Вика плавно заскользила спиной по гладкой поверхности колонны, ноги начали сгибаться, глаза по-прежнему глядели отрешённо в пустоту, а из уголка рта к подбородку медленно стекала капелька слюны.
Наконец начал звать отец, обращаясь ко всем без разбора вокруг:
– Кто-нибудь, помогите! Есть медик? Хоть какой-нибудь врач?
Понемногу люди, проходящие мимо, начали проявлять интерес. Остановившись, удивлённо глядели на девочку. И вот кто-то сказал, что сейчас вызовет скорую.
Наблюдать дальше Нивелепову стало скучно. Он повернул голову к помощнику и спросил:
– Как продвигается сбор данных, Патрис? Порты, сервера, хостинги, адреса?
Не отрываясь от монитора стоящего на коленях ноутбука, помощник, не раскрывая рта, мысленно ответил:
«Ещё пара суток, и мы будем обладать всей необходимой информацией».
– Говори вслух, тренируй речевой аппарат, он тебе ещё пригодится не раз, – спокойно заметил Нивелепов. – Мне нужен полный доступ.
– Несомненно, – прозвучал высокий, юношеский голос помощника. – Полный доступ.
– Что-то есть от Муруганы?
– Да, она подготовила старика, генерала в отставке, отца высокопоставленного военного, способного нам помочь с проникновением к управлению стратегическими ядерными ракетами.
– Отлично.

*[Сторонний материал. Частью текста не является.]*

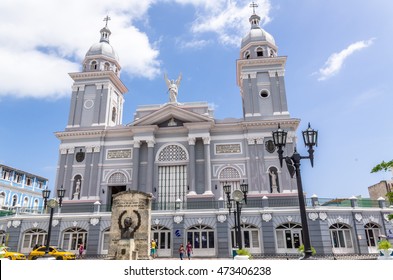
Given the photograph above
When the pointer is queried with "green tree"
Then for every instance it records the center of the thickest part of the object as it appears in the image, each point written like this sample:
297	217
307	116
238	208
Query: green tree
385	166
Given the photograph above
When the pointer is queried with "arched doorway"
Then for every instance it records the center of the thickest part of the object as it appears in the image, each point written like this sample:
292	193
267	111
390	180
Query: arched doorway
289	238
162	235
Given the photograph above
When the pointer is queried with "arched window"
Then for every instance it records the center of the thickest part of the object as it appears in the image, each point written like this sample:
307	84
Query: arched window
341	238
273	179
372	233
172	176
31	238
162	235
73	237
113	114
247	55
259	51
2	199
289	237
77	187
250	237
35	205
105	241
201	237
14	200
93	65
25	202
3	237
229	176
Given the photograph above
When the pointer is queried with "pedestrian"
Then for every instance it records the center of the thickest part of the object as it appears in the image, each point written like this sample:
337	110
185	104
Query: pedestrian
181	251
81	249
189	250
153	248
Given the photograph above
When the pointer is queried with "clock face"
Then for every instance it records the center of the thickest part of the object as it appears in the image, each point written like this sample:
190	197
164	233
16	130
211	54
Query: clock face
238	195
52	203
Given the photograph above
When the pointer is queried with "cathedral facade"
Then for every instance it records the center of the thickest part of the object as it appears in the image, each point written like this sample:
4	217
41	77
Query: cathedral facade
183	156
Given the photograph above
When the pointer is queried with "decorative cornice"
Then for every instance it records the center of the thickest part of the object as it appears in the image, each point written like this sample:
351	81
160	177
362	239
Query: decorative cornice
78	133
82	76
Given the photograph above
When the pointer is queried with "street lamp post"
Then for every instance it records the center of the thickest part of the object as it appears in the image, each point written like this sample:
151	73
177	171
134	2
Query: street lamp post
238	196
52	204
310	137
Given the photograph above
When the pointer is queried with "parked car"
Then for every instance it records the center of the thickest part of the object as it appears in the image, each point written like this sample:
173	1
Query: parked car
11	255
57	253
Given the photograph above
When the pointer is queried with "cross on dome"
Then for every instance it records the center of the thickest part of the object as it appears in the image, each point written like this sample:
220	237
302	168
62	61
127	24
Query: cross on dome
253	6
106	19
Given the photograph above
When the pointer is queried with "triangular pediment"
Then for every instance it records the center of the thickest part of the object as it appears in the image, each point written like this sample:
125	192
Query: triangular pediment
171	115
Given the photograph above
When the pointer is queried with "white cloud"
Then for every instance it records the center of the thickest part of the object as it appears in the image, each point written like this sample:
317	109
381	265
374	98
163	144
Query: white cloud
336	60
226	19
45	39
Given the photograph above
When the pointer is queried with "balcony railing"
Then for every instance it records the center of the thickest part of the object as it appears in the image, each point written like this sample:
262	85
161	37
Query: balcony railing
253	203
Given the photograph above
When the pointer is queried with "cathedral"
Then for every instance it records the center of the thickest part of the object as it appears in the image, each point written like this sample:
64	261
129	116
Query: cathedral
181	155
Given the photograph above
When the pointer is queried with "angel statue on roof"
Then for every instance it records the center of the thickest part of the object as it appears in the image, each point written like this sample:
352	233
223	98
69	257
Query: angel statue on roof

Покажи-ка мне его фото.
Нивелепов прикрыл веки, а помощник сделал несколько движений пальцами по клавиатуре ноутбука.
– Ушло, – сказал Патрис.
– Какой щупленький, – не поднимая век, заговорил Нивелепов, – мог ведь и не дожить до момента, когда стал нам нужен. Удача-то какая. Муругана его подлечила, теперь он своего сына переживёт, если, конечно, тот не захочет присоединиться к отцу.

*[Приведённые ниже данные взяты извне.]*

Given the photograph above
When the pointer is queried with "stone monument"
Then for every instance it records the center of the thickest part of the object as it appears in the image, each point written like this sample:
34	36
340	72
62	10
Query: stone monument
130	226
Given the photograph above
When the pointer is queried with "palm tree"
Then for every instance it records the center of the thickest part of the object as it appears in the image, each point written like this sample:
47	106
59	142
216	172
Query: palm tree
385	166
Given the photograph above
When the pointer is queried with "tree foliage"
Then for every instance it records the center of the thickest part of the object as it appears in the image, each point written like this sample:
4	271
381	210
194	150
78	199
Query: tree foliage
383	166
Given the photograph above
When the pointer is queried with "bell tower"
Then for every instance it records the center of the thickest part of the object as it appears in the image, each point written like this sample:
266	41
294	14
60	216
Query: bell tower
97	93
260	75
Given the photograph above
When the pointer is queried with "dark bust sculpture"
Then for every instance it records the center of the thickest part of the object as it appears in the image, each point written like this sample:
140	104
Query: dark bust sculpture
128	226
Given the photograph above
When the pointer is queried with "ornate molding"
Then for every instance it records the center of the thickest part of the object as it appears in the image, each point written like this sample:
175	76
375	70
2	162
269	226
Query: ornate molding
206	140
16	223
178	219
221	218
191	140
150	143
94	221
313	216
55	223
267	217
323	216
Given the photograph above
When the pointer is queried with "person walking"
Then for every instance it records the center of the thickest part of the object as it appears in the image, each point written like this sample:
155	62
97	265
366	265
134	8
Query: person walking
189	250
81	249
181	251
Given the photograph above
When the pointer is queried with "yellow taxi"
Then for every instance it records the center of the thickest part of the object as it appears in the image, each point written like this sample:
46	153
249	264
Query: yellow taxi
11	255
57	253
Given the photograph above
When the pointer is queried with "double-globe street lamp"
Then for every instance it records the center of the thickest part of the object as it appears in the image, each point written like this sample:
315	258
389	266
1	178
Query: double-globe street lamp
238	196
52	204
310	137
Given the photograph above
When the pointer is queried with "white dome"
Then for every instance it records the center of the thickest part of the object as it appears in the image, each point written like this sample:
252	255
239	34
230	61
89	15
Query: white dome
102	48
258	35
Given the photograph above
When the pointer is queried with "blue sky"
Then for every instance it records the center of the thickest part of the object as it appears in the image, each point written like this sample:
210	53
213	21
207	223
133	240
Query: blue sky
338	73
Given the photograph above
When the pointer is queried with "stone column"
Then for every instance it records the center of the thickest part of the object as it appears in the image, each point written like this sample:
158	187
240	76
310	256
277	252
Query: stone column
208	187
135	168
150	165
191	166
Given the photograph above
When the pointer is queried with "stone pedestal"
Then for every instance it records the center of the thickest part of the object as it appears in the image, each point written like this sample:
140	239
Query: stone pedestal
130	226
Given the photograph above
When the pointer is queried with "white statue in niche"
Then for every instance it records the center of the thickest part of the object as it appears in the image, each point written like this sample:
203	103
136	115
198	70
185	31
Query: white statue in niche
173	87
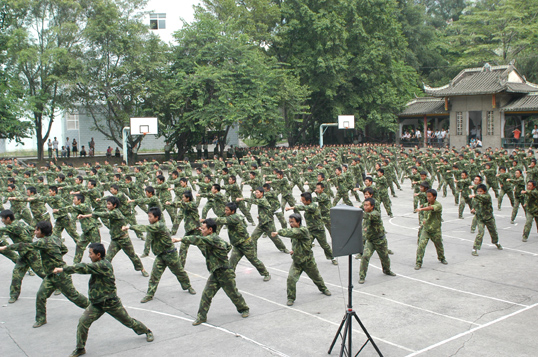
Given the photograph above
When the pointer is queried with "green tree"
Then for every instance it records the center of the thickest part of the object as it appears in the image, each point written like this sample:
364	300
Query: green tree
11	125
120	69
494	31
223	78
349	53
42	50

– Мы поможем ему сделать этот выбор. – Помощник оторвался от монитора и перевёл взгляд на Аии. – Я увидел, как ты питался.
– О, да, – лёгкая улыбка промелькнула на губах Нивелепова, – детский страх восхитителен. Девчонка сама шла в руки, я не смог устоять.

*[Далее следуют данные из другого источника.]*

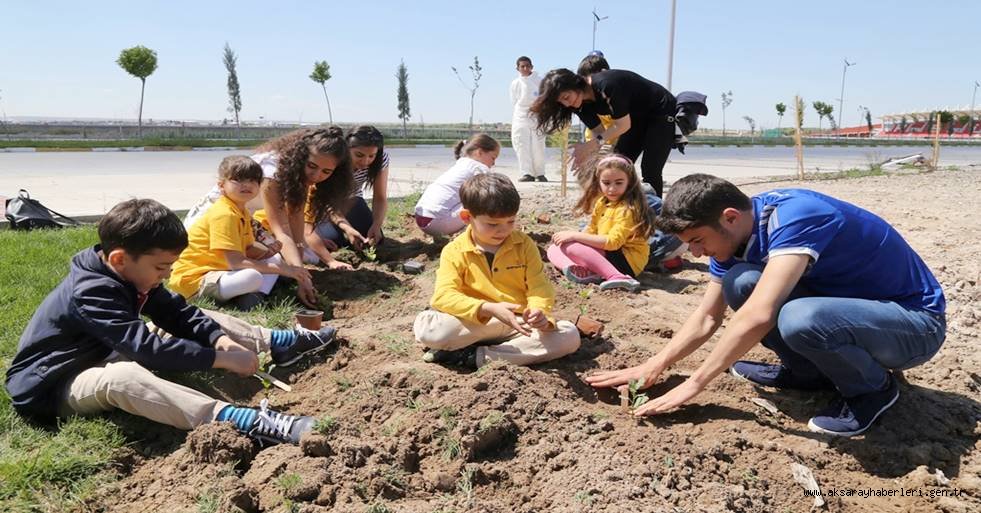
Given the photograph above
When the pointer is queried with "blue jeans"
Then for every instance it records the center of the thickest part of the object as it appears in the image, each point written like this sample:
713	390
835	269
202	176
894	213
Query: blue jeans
853	342
360	218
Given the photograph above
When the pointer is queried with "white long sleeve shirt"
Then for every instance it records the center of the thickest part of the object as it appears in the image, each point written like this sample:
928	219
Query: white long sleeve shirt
524	90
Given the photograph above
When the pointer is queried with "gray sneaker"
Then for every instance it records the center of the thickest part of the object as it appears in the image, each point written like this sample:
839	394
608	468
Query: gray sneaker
271	427
307	342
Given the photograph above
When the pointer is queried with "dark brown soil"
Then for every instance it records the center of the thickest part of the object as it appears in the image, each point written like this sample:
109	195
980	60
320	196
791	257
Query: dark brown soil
416	437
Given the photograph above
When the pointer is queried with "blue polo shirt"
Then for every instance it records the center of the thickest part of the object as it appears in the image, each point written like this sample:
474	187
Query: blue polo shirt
854	253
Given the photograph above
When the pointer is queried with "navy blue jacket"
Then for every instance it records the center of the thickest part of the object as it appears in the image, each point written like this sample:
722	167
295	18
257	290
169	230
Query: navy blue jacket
90	315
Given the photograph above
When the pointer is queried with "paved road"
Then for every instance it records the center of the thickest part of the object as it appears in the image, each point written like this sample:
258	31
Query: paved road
87	183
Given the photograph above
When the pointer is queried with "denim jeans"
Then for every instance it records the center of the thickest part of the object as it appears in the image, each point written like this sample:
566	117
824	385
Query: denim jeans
360	218
853	342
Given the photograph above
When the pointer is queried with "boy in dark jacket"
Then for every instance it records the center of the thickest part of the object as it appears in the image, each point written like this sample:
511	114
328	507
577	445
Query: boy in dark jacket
86	349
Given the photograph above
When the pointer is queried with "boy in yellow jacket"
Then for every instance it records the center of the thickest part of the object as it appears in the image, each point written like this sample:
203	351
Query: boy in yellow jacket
491	288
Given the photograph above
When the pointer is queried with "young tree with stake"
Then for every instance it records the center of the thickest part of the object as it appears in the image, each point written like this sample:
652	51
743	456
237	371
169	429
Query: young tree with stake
403	95
140	62
234	93
320	75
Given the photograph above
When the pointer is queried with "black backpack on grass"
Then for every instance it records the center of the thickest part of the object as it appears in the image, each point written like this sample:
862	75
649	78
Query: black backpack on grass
25	213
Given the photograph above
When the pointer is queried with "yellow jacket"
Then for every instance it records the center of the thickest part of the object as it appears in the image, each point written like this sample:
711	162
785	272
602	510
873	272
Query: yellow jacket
617	222
464	280
223	227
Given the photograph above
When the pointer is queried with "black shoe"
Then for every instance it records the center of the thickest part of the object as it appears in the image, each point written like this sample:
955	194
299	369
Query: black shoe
271	427
466	357
307	342
853	415
247	302
777	376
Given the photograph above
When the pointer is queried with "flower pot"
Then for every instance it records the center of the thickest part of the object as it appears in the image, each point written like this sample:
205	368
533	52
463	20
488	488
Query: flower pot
589	328
310	319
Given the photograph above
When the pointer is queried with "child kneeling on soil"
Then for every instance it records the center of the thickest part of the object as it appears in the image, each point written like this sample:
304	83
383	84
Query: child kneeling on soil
491	288
438	209
222	260
86	350
613	250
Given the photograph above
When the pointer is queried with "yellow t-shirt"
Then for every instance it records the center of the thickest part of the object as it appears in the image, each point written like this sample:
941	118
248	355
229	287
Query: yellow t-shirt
617	222
607	122
223	227
465	280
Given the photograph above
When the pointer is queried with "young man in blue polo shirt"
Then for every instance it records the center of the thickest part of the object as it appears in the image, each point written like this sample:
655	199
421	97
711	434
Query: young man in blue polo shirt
832	289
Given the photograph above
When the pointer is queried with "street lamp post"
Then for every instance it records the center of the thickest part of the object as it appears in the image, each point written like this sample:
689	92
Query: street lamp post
841	100
973	96
671	43
596	20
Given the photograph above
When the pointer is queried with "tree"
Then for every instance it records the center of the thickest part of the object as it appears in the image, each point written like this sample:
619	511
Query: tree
475	69
752	125
140	62
726	101
403	95
320	75
234	94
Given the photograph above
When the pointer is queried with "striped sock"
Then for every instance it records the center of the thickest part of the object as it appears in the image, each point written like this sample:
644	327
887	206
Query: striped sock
242	417
281	339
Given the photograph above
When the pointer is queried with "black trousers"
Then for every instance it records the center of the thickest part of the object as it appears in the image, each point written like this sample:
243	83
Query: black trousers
653	137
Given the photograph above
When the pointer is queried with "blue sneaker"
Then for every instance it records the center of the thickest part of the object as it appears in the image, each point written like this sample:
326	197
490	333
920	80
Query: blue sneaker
307	342
778	376
853	415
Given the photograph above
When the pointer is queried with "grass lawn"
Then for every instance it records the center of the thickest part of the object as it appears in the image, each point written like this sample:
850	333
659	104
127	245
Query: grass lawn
53	470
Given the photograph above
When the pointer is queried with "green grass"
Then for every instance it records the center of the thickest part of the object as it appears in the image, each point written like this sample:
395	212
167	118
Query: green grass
42	469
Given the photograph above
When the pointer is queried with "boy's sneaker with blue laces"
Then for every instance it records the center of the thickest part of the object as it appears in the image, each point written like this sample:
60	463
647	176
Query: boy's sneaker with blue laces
289	346
777	376
852	416
620	283
581	275
466	357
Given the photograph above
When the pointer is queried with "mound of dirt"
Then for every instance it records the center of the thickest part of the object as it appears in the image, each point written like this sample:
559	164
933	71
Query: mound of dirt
416	437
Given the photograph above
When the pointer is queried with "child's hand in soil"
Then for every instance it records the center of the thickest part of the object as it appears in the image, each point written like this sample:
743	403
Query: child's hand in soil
338	265
536	318
564	236
504	312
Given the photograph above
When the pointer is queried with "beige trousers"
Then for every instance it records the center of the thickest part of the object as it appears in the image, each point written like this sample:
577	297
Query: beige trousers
438	330
128	386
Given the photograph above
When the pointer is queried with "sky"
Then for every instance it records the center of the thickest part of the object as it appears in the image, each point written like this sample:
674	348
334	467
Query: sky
58	58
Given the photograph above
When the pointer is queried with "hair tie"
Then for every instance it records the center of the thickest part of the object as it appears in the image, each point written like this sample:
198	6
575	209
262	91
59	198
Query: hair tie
613	158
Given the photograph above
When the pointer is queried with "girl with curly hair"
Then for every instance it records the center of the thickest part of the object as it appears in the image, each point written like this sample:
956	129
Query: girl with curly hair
306	177
362	224
613	250
642	111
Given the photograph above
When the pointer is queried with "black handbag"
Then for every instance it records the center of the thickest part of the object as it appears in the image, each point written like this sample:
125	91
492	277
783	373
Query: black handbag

– Я тоже не прочь перекусить. Тех двух школьников, которые курили за рекламным щитом у торгового центра, мне показалось мало.
– Будь ты человеком, я бы подумал, что в тебе заговорила зависть, – Нивелепов похлопал Патриса по плечу. – Но скорее всего, ты ещё не научился эффективно распределять полученную энергию. Привыкаешь к земным условиям, это нормально.
– Да, это так, – согласился помощник.
– Ну, так иди, подзарядись. Только будь осторожен. – Нивелепов забрал ноутбук к себе на колени. – Учись охотиться самостоятельно. Я уверен, со временем ты войдёшь во вкус. Как и все мы.
Патрис поднялся с места, осмотрелся по сторонам и уверенной походной направился в сторону общественных уборных.
«Почему бы и нет, – мысленно одобрил Аии, – не самый худший выбор».
«С чего-то нужно начинать», – так же мысленно донеслось от Патриса.
«До регистрации ещё полчаса. Не торопись, успеешь».
Ночью снилась какая-то чушь. Что именно, Феликс вспомнить не мог.
Отхлебнув из белой кружки, с края которой свисала ниточка с ярлычком, он перескочил мыслями к более приятным воспоминаниям. И сейчас, глядя через оконное стекло на разгорающееся утро, Феликс видел не листву тополей, не скачущих по асфальту беспокойных воробьёв. Он видел глаза Юлии, полные тепла и любви.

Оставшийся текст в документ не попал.